Mary Edith Clarke (Mary Scott)

1888–1979 | Novelist, journalist

Mary Edith Clarke was born at Waimate North on 23 September 1888. 

She grew up shaped by her family's deep connection to the north, and she went on to become one of New Zealand's most beloved and prolific writers — known to her readers as Mary Scott.

Her education was hard-won. She attended Napier Girls' High School and then Auckland University, graduating with first-class Honours in English and French. 

She taught at Gisborne and Christchurch, and in 1913 her sister Frances married David Scott, a King Country farmer. 

Mary met David's brother Walter, and married him at Te Karaka on 12 October 1914.

The life that followed was one of extraordinary hardship and equally extraordinary richness. The Scotts moved to a remote back-blocks sheep farm on the slopes of Mount Pirongia, where they struggled with bush sickness (a mineral deficiency affecting livestock), two devastating fires (the first in 1917 destroyed the house and all their possessions; the second in 1918 burnt the fences and pastures and killed most of the stock), and years of isolation. Mary took a job as librarian in Te Awamutu when money ran out; she raised four children largely alone during the days; she wrote at night.

In late 1920 she began sending articles and stories to magazines and newspapers. By 1930 she was the 'Annual Discovery' of the New Zealand Artists' Annual. She contributed a weekly item to the Dunedin Evening Star for almost fifty years. Her first novel, under the pseudonym Marten Stuart, was published in 1934; her later novels, written under her own married name, were set in the King Country and were praised for their honest, warm, and sometimes comic portrayal of New Zealand rural life. She wrote more than thirty books in all. 

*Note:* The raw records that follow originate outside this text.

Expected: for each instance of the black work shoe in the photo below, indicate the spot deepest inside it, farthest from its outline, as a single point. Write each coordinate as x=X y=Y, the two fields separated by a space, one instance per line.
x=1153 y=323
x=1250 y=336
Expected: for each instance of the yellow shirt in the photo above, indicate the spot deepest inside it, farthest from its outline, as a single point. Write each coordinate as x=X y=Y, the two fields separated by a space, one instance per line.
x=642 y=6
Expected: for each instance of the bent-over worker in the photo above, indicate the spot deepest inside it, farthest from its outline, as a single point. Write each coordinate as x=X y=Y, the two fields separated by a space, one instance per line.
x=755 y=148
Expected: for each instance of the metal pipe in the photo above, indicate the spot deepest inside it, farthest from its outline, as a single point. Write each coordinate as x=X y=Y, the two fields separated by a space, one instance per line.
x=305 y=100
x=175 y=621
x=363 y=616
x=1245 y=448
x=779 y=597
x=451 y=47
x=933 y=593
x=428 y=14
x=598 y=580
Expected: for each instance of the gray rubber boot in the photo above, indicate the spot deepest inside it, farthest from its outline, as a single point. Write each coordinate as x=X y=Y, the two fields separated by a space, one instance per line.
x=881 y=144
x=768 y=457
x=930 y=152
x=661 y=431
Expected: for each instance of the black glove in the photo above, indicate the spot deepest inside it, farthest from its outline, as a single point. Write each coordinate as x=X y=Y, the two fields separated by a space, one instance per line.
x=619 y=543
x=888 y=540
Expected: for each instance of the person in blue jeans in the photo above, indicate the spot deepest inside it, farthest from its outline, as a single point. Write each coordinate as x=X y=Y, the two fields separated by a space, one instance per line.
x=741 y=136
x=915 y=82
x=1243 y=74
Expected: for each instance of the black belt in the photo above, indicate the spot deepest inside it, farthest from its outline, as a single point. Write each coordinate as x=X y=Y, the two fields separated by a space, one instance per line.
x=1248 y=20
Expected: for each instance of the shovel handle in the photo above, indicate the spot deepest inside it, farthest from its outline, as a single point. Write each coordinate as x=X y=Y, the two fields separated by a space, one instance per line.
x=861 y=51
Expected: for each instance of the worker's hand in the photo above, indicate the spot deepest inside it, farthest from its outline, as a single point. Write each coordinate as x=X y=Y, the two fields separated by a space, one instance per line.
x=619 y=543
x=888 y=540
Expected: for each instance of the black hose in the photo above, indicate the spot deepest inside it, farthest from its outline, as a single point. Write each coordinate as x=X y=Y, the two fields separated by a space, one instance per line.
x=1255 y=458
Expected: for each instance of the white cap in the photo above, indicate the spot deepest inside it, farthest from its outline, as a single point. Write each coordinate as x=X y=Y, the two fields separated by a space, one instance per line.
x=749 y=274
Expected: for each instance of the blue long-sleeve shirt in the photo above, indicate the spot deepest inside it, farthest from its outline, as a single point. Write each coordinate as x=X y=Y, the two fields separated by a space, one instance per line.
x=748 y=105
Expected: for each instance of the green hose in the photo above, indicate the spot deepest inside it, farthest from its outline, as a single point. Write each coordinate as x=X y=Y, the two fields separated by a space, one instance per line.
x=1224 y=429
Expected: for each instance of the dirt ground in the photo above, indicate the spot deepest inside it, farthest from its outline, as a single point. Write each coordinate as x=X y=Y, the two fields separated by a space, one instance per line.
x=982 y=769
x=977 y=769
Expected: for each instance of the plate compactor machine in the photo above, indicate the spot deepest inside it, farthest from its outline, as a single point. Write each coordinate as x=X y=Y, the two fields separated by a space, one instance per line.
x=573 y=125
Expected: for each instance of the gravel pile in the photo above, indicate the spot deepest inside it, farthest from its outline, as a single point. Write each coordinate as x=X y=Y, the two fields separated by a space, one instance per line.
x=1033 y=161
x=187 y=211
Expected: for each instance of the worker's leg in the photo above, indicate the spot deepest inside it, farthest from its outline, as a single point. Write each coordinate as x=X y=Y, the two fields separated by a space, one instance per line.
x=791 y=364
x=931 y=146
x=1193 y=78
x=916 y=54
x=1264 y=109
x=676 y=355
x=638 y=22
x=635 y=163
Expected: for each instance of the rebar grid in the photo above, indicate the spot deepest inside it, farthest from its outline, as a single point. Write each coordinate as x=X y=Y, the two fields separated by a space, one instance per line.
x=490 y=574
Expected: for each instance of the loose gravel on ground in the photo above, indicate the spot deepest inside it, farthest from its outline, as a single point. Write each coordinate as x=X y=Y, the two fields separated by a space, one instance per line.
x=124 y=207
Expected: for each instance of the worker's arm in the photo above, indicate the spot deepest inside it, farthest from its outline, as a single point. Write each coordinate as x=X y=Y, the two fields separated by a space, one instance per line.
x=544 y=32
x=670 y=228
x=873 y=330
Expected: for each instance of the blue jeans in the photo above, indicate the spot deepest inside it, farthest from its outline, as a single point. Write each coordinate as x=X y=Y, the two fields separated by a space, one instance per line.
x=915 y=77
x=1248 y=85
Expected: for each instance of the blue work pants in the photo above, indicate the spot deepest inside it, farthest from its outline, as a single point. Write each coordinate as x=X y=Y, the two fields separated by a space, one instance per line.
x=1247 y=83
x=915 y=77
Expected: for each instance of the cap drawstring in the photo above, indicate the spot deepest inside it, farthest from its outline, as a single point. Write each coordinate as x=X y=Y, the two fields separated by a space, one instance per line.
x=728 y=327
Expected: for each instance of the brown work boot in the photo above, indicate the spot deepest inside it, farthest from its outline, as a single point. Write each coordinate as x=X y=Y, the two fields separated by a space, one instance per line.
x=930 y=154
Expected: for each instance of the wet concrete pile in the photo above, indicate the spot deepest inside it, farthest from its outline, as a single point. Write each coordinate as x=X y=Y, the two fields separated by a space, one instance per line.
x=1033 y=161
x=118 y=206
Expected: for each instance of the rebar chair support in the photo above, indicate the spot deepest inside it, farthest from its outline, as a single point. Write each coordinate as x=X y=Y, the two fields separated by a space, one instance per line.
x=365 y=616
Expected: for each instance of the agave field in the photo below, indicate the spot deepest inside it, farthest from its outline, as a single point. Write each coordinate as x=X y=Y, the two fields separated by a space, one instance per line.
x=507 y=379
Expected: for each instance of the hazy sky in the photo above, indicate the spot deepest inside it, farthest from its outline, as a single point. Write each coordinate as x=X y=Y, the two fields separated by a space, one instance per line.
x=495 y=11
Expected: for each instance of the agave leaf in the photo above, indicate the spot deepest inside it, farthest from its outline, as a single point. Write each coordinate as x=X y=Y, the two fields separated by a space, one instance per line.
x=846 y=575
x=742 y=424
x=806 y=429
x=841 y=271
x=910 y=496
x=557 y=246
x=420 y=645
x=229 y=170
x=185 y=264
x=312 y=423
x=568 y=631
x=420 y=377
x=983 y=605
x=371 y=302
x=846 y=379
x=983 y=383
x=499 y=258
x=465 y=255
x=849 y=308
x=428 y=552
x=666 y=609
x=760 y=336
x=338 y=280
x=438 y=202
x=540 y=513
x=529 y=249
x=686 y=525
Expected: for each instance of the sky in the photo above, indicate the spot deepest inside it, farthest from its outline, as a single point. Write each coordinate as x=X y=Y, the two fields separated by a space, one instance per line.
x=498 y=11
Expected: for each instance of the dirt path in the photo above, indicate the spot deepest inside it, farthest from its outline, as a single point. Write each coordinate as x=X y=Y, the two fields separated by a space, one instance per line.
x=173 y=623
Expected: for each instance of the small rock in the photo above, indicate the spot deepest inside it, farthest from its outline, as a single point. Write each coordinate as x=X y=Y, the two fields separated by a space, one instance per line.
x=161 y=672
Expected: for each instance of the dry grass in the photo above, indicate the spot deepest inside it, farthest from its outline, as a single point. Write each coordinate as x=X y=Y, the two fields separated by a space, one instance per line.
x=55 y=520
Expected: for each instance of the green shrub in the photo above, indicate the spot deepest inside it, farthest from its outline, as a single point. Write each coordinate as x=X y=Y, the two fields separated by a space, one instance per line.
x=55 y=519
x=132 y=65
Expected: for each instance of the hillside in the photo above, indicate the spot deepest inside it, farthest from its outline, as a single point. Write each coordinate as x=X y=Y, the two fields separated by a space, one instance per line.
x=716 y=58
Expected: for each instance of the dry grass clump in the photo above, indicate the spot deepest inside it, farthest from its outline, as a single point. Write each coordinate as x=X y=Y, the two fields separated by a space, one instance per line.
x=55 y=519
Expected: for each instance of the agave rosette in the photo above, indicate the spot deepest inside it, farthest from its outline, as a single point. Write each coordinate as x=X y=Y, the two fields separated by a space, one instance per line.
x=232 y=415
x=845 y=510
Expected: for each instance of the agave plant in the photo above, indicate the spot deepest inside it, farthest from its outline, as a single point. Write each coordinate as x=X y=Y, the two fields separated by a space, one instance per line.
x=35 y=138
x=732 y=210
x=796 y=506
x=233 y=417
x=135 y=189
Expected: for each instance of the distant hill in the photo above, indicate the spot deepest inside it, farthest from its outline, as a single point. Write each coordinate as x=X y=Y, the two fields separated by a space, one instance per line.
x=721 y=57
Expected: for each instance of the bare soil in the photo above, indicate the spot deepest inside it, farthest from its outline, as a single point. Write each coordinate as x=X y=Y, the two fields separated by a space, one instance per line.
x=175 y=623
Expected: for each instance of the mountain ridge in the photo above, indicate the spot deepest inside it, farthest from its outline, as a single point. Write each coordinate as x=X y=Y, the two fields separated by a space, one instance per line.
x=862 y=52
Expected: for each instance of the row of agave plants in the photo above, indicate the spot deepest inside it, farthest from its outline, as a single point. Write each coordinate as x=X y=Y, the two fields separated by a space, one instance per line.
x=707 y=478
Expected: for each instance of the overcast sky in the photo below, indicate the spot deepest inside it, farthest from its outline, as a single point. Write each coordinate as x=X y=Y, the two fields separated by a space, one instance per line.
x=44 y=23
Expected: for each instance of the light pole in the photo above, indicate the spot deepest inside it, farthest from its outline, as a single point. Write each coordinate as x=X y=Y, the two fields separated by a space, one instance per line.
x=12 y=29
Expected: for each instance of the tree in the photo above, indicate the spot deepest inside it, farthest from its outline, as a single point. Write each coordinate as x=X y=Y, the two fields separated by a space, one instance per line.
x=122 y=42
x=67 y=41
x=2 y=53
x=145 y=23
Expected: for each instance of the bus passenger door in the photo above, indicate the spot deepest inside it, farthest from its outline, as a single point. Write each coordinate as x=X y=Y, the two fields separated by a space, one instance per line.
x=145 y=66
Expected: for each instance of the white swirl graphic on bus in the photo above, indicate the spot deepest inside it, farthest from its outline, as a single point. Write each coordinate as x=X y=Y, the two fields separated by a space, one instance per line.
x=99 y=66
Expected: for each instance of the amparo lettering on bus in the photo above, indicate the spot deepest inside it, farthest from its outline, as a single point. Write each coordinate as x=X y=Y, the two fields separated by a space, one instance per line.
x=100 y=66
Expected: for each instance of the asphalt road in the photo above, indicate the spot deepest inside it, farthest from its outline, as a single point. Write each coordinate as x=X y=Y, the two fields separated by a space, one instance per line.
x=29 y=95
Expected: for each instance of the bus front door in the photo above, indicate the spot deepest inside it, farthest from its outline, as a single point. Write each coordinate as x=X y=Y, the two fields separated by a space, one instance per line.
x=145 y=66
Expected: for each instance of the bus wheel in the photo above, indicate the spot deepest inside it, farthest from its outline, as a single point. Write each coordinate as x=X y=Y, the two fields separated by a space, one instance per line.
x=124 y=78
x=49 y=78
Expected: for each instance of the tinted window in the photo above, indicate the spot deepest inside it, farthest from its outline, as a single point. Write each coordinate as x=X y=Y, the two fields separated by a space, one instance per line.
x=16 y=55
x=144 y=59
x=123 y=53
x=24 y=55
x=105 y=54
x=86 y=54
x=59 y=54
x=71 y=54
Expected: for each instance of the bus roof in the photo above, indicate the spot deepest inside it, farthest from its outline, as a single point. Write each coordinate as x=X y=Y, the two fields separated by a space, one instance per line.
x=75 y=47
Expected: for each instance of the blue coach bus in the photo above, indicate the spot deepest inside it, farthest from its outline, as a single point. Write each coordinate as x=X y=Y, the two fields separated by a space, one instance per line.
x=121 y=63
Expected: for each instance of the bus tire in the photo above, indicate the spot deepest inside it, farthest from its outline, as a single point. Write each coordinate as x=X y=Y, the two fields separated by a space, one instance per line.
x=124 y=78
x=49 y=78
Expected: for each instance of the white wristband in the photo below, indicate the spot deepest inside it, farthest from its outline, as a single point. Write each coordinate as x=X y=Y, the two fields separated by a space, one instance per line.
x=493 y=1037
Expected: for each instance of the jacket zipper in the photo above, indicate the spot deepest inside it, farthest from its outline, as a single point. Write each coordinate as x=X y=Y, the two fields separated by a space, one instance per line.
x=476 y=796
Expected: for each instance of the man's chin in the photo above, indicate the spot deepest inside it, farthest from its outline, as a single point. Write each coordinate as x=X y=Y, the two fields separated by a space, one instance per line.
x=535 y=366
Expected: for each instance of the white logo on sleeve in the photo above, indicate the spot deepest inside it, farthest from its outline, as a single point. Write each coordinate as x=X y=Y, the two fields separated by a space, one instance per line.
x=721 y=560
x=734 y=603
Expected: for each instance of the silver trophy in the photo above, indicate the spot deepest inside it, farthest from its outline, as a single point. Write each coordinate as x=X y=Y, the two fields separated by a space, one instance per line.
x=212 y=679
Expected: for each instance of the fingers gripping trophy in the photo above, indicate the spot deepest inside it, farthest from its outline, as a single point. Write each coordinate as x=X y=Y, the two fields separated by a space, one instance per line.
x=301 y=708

Her autobiography, Days That Have Been, was published by Blackwood and Janet Paul in 1966.

Walter died at Arapuni in March 1960. Mary moved to Howick and then lived with one of her daughters at Tirau. She died at Tokoroa on 16 July 1979. 

Her obituary in the New Zealand Herald noted that she was the granddaughter of George Clarke, the pioneer missionary — a thread she wore lightly, but that ran through everything she wrote about this country and its people.